Now one of the questions it asks is:
_In the last 5 years, have you visited, or lived, outside BRITAIN for more than 3 consecutive months (other than Australia)?_

But when you go to fill in the details it says:
_Visit to other countries
Give details of the visits to another country where the stay was for more than 3 consecutive months in the last 5 years (not including your usual country of residence or Australia). _

Now i have travelled outside of UK for 6 months in 2008 when i was backpacking around South East Asia, but I never stayed in any country for more than a few weeks. Probably would not be an issue to put these details in but in the final step it says I _"will be required to undergo a chest x-ray as part of this application."_

Again, not an issue but I think it is due to the fact I listed countries I had visited (India, Bangladesh, Thailand, Cambodia, Laos, Malaysia, Singapore)...

Should I just ommit these since I didn;t stay in any for more than 3 months, or what is involved (and cost) in the chest x-ray? Is the fact I am a smoker going to affect this in any way - I'm pretty healthy apart from that 

thanks for your help


----------



## Guest (Jun 29, 2011)

If you didnt stay in those countries for 3 months then dont put them down if the form does not request it!


----------



## JimJams (Jan 11, 2010)

But I was out of the country (UK) for 6 consecutive months in total... but I am thinking the same as what you suggested! Maybe I just answer yes to the first question then don't list any countries for the second part of that! I won't be lying at least.


----------



## Guest (Jun 29, 2011)

lol I see what you're saying but it does say 3 consecutive months in one country. DOnmt cause yourself hassle if you dont have to.


----------



## JimJams (Jan 11, 2010)

Yeah, one question is conflicting from the other. Still wanna find out what the x-ray business is about, i am assuming that a normal UK citizen would not need to undergo this.

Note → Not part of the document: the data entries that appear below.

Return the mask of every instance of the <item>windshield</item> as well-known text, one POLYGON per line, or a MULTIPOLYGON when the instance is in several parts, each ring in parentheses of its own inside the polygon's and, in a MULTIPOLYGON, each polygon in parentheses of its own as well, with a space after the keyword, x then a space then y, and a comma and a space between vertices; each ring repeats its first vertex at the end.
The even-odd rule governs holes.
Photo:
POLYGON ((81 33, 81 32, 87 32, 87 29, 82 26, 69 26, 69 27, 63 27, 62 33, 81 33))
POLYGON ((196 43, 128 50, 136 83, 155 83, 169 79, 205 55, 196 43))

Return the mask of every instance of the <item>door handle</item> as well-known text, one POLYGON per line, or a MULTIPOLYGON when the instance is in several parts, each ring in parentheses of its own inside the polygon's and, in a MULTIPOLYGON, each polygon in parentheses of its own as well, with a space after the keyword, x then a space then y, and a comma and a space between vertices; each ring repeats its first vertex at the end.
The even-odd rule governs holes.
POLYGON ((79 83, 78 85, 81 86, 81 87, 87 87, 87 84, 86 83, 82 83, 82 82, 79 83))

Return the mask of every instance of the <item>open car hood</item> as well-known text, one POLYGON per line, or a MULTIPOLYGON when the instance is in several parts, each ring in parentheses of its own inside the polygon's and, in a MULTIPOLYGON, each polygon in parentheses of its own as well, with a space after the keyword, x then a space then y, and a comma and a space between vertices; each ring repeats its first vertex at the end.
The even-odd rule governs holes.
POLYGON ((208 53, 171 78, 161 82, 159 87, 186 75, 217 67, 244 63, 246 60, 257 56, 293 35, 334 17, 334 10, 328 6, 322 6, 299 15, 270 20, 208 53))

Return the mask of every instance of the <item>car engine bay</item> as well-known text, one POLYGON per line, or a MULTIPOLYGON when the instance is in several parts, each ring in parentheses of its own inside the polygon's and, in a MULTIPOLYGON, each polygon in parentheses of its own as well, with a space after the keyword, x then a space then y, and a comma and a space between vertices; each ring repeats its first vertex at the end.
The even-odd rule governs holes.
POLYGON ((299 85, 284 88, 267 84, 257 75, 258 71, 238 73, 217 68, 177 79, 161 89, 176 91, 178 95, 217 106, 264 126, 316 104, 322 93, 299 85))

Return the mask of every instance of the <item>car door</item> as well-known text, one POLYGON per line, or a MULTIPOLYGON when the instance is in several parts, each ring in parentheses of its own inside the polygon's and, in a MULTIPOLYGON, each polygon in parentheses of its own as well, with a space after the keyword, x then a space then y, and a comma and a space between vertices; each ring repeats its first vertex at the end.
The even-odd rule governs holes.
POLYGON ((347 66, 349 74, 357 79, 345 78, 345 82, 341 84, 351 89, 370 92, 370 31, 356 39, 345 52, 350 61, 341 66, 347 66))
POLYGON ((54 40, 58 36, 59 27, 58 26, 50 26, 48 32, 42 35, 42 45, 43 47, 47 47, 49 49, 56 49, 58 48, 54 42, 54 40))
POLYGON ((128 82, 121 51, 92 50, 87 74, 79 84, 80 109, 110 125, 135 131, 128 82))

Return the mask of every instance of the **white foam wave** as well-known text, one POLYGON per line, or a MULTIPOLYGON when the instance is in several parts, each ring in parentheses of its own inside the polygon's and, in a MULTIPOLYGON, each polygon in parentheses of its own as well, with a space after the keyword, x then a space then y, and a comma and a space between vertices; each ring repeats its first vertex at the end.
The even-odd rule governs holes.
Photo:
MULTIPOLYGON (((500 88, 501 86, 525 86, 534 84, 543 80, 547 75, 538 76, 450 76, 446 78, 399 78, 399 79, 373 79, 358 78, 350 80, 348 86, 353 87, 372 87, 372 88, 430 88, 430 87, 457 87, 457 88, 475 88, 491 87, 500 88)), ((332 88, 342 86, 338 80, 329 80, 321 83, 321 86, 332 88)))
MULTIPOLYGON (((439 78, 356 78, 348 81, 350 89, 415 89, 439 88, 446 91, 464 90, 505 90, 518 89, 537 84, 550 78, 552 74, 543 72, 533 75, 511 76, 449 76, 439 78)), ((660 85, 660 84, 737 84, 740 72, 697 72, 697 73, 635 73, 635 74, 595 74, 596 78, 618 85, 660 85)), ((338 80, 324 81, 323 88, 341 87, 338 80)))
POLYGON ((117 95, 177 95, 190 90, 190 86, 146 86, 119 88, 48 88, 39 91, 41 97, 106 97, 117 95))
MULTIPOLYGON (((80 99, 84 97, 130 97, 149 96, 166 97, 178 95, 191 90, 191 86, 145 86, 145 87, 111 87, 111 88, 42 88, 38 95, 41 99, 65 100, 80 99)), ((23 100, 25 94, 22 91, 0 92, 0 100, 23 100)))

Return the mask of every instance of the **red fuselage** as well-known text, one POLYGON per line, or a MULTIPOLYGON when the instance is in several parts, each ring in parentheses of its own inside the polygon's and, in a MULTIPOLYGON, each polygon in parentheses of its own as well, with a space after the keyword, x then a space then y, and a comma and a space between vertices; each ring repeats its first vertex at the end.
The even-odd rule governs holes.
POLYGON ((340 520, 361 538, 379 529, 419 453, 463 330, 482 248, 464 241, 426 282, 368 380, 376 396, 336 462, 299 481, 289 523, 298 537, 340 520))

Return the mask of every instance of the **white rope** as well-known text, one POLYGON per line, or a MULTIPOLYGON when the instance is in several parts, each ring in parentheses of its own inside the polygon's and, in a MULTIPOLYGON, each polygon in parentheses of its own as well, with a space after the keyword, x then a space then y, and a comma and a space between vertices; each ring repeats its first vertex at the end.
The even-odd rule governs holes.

Oh well, i'll lodge the application in a few days and see what happens. The ozzie lot should be awake and online soon so someone else may have an opinion.

thanks


----------



## Guest (Jun 30, 2011)

Yes UK citizens have to do it. I did & hep B tests and I've never been to any high risk ****ries. Aus is strict on thses things and only children dont have to do the xray


----------



## JimJams (Jan 11, 2010)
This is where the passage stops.